Randall se acercó a la mesa de recepción.

—Soy Steven Randall —dijo—. Creo que ya he sido registrado.

El encargado hizo una pequeña inclinación.

—Sí, señor Randall. Hemos estado reteniendo su correspondencia —respondió, entregándole un paquete de gruesos sobres, a los cuales Randall echó un vistazo.

Oficina, oficina, oficina, todos venían de Randall y Asociados en Nueva York; de Wanda Smith, Joe Hawkins, y uno de Thad Crawford, triplemente grueso, que indudablemente contenía el borrador del contrato con Cosmos Enterprises.

Randall estaba marchándose cuando el encargado lo llamó:

—Señor Randall, casi olvidaba esto que había en su apartado.

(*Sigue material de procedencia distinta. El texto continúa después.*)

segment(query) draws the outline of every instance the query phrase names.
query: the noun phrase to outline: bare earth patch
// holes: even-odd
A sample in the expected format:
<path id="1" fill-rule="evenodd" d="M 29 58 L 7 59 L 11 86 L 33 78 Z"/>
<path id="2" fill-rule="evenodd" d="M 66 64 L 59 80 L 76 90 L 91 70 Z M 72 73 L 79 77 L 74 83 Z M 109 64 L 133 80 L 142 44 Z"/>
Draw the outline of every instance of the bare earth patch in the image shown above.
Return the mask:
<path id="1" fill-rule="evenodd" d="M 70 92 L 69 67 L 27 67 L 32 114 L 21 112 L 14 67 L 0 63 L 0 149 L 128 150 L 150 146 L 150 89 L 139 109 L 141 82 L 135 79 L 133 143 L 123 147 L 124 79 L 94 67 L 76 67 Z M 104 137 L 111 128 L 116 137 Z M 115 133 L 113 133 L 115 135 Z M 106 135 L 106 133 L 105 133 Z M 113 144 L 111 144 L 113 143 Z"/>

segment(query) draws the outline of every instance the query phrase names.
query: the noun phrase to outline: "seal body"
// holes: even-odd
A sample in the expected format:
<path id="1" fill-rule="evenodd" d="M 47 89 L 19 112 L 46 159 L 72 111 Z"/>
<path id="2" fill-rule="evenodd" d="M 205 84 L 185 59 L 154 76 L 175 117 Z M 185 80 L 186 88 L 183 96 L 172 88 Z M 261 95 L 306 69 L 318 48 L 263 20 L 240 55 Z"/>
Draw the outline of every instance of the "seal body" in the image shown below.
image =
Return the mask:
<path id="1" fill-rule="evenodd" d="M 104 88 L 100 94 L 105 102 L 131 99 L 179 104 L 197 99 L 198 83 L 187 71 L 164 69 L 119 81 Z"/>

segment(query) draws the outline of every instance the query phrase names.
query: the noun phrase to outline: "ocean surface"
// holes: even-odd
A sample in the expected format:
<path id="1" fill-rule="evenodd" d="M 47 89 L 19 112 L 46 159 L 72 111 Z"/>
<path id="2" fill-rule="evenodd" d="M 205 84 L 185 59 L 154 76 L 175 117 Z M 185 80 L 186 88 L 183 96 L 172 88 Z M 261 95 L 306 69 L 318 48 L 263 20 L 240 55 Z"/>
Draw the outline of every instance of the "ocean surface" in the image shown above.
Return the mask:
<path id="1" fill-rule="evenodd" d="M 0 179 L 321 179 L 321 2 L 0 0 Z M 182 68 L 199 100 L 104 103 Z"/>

Un mensaje para usted…

—¿Un mensaje?

Randall estaba intrigado. Las últimas palabras de Wheeler le resonaban todavía en los oídos: «No debe haber mensajes locales… nadie sabe ni tiene por qué saber que usted está en la ciudad.»

—Un caballero lo dejó aquí hace una hora. Le está esperando en el bar.

El encargado le entregó el mensaje, que estaba en forma de tarjeta de visita. Randall miró con atención el nombre delicadamente grabado en el centro de la tarjeta: CEDRIC PLUMMER, ESQ., y en la esquina inferior izquierda: LONDON. A la derecha, manuscritas en tinta morada, las palabras: «A la vuelta.»

Randall giró la tarjeta. El mensaje estaba escrito con una caligrafía nítida y decía:

«Estimado señor Randall… Saludos. Buena suerte con Resurrección Dos. Ellos en verdad requieren de asesoría en relaciones públicas. Le ruego venga a verme en el bar para discutir brevemente un asunto urgente de interés mutuo. Plummer.»

¡Plummer!

Perplejo, Randall se guardó la tarjeta en el bolsillo. Claramente evocaba (como si todavía fuera la noche anterior) la primera plana del
London Daily Courier
. Exclusiva de Nuestro Corresponsal, Cedric Plummer. Amsterdam, junio 12. La entrevista con el reverendo Maertin de Vroome acerca del rumor de una nueva Biblia.

¿Cómo diablos sabía Plummer que llegaría a Amsterdam hoy? Y en el mensaje de Plummer, algo que éste no había mencionado en su nota de anoche: el nombre en clave de Resurrección Dos…

Randall lo tomó con serenidad, aunque momentáneamente había sentido pánico. Su instinto de supervivencia le había indicado que telefoneara a Wheeler inmediatamente, pero Wheeler no estaría todavía en su oficina. El siguiente impulso que sintió fue el de refugiarse en la soledad y la seguridad de su suite. Al mismo tiempo, sabía que no podría esconderse ahí indefinidamente.

Comenzó a tranquilizarse. Cuando había un enemigo, uno debía afrontarlo con toda la apariencia de fortaleza y, de ser posible, aprovecharlo. Prevenido, armado de antemano. Además, sentía curiosidad por conocer la cara del enemigo.